The Maryland Stadium Authority voted 4 to 0 Tuesday to explore the feasibility of constructing a soccer stadium somewhere in Baltimore City, and to make the Port Covington renewal district one of the areas under consideration.
The vote came after Al Tyler, vice president with the stadium authority’s Capital Projects Development Group, told the board that Scott asked for the study and for state to pay one-third of the study’s cost.
Tyler said Scott did not have a specific site in mind for the stadium but wanted Port Covington to be considered.
“The stadium will host an organization by the name of Right To Dream as its primary tenant,” Tyler said. “Right to Dream follows an academy-style model that uses soccer as a means to provide educational and athletic opportunity to under-privileged children. It’s very similar to the…IMG Academy,” a boarding school in Bradenton, Florida that offers academic classes and sports training.
The academy “operates on a campus, which usually includes residential and academic buildings as well as a multi-purpose stadium,” Tyler said. “The other thing that the stadium is envisioned to host is a men’s and a women’s USL [United Soccer League] professional team that Right to Dream has the exclusive rights to operate.”
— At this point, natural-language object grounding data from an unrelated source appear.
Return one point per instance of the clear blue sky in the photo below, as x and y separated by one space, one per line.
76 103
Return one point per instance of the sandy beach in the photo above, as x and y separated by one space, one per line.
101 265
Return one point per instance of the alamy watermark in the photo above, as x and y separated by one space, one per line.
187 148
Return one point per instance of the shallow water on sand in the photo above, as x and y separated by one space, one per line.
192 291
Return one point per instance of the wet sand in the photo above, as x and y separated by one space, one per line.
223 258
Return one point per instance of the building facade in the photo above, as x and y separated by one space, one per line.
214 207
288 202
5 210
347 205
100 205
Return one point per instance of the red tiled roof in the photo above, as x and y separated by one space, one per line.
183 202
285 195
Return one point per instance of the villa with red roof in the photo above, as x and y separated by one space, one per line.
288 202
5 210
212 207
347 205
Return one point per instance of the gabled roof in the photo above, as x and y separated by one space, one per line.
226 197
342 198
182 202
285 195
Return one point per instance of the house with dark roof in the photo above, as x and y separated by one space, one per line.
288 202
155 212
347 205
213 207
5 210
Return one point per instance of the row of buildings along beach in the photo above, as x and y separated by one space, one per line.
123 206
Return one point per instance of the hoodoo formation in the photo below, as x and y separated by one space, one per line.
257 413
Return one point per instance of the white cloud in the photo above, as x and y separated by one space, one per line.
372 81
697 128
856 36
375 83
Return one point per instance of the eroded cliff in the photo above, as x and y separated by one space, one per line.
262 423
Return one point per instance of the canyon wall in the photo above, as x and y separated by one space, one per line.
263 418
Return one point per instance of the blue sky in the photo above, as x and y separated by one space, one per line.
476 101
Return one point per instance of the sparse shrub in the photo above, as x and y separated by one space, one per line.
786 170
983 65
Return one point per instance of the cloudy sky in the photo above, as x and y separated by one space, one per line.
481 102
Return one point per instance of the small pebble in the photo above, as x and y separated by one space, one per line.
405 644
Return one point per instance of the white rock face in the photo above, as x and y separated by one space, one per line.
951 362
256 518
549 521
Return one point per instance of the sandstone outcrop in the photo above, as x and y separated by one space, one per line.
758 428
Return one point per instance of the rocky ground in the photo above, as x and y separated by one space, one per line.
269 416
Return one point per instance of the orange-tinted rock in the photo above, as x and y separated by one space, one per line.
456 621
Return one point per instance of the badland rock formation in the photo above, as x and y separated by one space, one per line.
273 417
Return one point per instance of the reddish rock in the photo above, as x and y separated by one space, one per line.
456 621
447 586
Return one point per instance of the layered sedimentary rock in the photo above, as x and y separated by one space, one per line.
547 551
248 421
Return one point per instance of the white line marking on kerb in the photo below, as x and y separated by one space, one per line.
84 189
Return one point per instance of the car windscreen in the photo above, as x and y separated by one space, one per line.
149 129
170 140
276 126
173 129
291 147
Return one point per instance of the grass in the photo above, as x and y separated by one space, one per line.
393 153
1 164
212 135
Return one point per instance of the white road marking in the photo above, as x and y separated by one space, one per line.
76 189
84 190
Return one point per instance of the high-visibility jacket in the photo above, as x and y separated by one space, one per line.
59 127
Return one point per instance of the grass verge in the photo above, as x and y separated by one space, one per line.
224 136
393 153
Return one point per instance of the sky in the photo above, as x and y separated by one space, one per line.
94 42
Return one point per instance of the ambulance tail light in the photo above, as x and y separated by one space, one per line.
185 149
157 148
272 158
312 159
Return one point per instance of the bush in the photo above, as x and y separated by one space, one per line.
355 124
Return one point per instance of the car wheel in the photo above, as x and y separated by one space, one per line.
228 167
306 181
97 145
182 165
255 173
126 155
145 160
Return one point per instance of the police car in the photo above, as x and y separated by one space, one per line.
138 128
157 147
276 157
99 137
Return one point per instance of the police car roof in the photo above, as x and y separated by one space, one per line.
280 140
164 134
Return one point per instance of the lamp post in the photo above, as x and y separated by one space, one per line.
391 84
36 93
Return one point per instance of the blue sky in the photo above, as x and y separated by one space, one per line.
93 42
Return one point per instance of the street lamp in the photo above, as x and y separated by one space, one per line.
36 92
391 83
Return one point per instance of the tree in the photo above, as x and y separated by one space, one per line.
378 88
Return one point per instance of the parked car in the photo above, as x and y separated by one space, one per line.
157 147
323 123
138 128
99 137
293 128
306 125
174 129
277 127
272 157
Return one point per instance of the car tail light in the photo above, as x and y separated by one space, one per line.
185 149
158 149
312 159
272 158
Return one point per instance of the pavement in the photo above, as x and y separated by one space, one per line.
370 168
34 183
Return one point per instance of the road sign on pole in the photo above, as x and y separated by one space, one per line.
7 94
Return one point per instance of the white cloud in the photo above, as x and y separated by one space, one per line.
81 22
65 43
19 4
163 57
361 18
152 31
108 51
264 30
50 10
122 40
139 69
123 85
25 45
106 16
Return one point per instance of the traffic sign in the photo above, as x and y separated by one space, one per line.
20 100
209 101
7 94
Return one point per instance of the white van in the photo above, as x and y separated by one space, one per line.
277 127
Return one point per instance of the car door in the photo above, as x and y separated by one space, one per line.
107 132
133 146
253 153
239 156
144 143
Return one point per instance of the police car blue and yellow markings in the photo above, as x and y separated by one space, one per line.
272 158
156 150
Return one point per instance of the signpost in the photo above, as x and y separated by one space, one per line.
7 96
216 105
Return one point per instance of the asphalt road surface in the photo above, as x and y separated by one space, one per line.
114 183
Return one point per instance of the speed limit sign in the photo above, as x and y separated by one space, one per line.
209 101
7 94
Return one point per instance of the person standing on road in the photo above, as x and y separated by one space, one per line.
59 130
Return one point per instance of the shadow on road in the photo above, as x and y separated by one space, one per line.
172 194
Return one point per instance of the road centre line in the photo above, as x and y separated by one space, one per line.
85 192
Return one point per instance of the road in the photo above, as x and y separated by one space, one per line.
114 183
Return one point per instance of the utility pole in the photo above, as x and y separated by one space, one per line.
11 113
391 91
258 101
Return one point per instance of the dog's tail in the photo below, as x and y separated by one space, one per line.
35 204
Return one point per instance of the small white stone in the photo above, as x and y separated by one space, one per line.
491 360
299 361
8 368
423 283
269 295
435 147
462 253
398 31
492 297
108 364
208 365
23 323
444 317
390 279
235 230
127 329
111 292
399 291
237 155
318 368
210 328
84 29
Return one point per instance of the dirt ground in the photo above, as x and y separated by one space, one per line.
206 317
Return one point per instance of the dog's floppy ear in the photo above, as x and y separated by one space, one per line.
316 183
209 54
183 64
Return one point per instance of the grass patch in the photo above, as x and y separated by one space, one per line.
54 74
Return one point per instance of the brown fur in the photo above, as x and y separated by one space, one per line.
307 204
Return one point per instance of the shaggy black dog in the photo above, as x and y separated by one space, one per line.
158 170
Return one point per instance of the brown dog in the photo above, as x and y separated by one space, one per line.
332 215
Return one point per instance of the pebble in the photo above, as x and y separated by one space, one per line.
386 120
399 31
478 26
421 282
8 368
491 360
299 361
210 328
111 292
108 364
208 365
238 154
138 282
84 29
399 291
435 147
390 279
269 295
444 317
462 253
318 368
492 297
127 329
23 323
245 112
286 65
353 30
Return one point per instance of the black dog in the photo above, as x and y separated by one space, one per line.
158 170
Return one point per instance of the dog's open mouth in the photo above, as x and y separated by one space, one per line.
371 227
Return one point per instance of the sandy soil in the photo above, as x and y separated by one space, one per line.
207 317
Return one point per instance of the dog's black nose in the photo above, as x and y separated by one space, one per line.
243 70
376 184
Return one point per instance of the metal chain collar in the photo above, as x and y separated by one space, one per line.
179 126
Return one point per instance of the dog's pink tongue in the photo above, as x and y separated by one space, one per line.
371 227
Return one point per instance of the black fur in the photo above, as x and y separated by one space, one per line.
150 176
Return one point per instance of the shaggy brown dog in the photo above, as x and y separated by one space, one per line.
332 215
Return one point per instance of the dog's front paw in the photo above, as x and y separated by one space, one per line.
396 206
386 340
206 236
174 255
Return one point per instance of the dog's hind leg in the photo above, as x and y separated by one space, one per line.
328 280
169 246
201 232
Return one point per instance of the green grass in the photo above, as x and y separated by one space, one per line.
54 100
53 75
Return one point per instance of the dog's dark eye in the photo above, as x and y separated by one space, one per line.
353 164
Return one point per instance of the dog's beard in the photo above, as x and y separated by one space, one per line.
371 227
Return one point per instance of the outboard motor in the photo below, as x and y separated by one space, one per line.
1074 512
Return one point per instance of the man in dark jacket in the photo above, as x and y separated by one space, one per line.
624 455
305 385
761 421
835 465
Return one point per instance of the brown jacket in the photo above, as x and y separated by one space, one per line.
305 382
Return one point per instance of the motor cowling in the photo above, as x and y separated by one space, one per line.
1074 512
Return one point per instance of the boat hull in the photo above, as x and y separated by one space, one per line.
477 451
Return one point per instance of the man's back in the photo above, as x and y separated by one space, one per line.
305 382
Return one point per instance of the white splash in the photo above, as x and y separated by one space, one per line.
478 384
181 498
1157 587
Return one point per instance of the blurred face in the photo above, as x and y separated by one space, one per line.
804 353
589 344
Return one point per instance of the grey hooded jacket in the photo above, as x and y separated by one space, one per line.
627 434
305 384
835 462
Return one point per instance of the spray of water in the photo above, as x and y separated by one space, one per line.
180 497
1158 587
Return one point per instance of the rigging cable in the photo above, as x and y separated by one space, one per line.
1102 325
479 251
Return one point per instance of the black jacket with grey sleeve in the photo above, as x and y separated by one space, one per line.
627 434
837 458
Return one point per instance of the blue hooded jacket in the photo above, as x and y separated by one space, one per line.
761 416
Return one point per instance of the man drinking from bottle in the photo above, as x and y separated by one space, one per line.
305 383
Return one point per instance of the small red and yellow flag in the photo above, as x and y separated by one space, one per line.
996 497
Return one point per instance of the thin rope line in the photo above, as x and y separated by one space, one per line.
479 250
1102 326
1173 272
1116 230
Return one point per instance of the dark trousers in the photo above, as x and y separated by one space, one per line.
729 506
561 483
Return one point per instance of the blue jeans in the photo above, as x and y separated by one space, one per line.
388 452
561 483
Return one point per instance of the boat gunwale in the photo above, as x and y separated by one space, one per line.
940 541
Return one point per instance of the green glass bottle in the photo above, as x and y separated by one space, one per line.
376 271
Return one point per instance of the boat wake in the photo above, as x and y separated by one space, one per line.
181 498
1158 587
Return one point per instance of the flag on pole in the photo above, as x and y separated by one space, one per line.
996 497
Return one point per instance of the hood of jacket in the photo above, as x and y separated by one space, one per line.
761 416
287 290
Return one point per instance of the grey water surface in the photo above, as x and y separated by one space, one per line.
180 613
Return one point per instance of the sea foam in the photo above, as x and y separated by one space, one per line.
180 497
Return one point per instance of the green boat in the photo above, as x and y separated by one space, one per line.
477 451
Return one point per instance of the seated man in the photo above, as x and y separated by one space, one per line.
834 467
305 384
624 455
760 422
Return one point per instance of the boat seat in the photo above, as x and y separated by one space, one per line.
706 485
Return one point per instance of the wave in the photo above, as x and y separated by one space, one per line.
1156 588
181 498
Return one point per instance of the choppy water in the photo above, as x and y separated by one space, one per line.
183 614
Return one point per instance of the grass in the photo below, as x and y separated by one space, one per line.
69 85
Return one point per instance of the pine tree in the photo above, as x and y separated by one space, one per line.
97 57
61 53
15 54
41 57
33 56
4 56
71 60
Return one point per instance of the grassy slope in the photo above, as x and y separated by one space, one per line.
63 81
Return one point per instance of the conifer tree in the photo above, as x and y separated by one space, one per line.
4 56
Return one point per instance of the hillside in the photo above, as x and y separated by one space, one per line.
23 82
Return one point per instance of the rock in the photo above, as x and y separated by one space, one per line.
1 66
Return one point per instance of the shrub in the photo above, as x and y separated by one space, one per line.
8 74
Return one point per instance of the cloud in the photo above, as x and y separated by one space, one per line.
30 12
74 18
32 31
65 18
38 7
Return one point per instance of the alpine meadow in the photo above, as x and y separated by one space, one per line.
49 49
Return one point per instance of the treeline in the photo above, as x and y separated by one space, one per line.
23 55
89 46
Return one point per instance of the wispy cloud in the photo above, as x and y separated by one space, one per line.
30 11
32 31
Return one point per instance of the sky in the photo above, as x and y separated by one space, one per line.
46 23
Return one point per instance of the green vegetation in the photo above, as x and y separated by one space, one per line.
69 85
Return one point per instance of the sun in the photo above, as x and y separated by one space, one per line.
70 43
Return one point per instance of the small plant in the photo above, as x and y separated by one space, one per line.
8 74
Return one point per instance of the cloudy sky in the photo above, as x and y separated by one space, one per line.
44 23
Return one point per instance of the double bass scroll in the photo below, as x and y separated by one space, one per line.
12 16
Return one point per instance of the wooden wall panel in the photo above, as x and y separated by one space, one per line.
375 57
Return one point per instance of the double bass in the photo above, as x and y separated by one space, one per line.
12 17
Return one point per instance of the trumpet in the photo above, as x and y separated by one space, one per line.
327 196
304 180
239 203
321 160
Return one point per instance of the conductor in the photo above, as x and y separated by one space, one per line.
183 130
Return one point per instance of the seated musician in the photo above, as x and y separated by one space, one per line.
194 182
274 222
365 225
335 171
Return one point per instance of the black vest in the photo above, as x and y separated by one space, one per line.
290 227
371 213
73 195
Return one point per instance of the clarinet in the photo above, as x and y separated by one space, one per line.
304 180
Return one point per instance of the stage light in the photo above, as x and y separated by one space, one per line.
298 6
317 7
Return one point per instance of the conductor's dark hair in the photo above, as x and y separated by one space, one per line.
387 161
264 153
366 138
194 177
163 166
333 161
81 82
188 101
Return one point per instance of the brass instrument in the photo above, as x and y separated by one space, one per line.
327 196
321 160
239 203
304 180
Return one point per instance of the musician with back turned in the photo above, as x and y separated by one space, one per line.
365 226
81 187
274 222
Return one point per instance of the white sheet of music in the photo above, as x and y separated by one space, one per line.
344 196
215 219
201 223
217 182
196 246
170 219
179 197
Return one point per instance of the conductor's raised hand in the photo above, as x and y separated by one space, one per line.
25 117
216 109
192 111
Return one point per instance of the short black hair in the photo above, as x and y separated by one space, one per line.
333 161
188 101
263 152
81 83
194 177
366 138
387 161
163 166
The City of Baltimore and Right to Dream “envision that the residential and academic buildings will be privately funded and they’re envisioning that the stadium be publicly funded and owned and operated by the stadium authority,” Tyler told the state board.
“This study includes a market and research analysis related to professional soccer and the USL in Baltimore to see what that activity would generate as well as what any other sort of multi-use, multi-purpose activity would generate in Baltimore as well as an operational and economic impact analysis from owning and operating a new stadium in the city of Baltimore,” so state officials will have information about what impacts the project would have, he explained.
The study will cost $62,000. Tyler said City of Baltimore and private funding sources would cover two-thirds of the study’s cost, roughly $41,333, and Scott asked the stadium authority to pay the other third, roughly $20,667. Members were told that state funds are available to pay for the study in the fiscal year that began July 1.
Tyler stressed that the mayor does not have a specific city site in mind for the soccer stadium, except that he wants Port Covington to be considered.
“It’s not otherwise site-specific,” Tyler said. “There is a potential site that the Right to Dream and City of Baltimore folks are talking to Port Covington about. However, this is a non site-specific, other than the City of Baltimore, effort.”
Port Covington is a former industrial area in south Baltimore that is being transformed to a mixed-use community with housing, offices, shops and recreational use. The largest single parcel is a 235-acre tract with some land already targeted for recreational and open space.
Tyler gave no cost estimates for the stadium and said it was unclear at this point how much land would be needed for the stadium and surrounding campus. He said the study and the “style of stadium” will help determine the amount of land needed.
Agreeing to work on the study does not in itself represent a commitment to move ahead with the project or take an ownership interest, he added.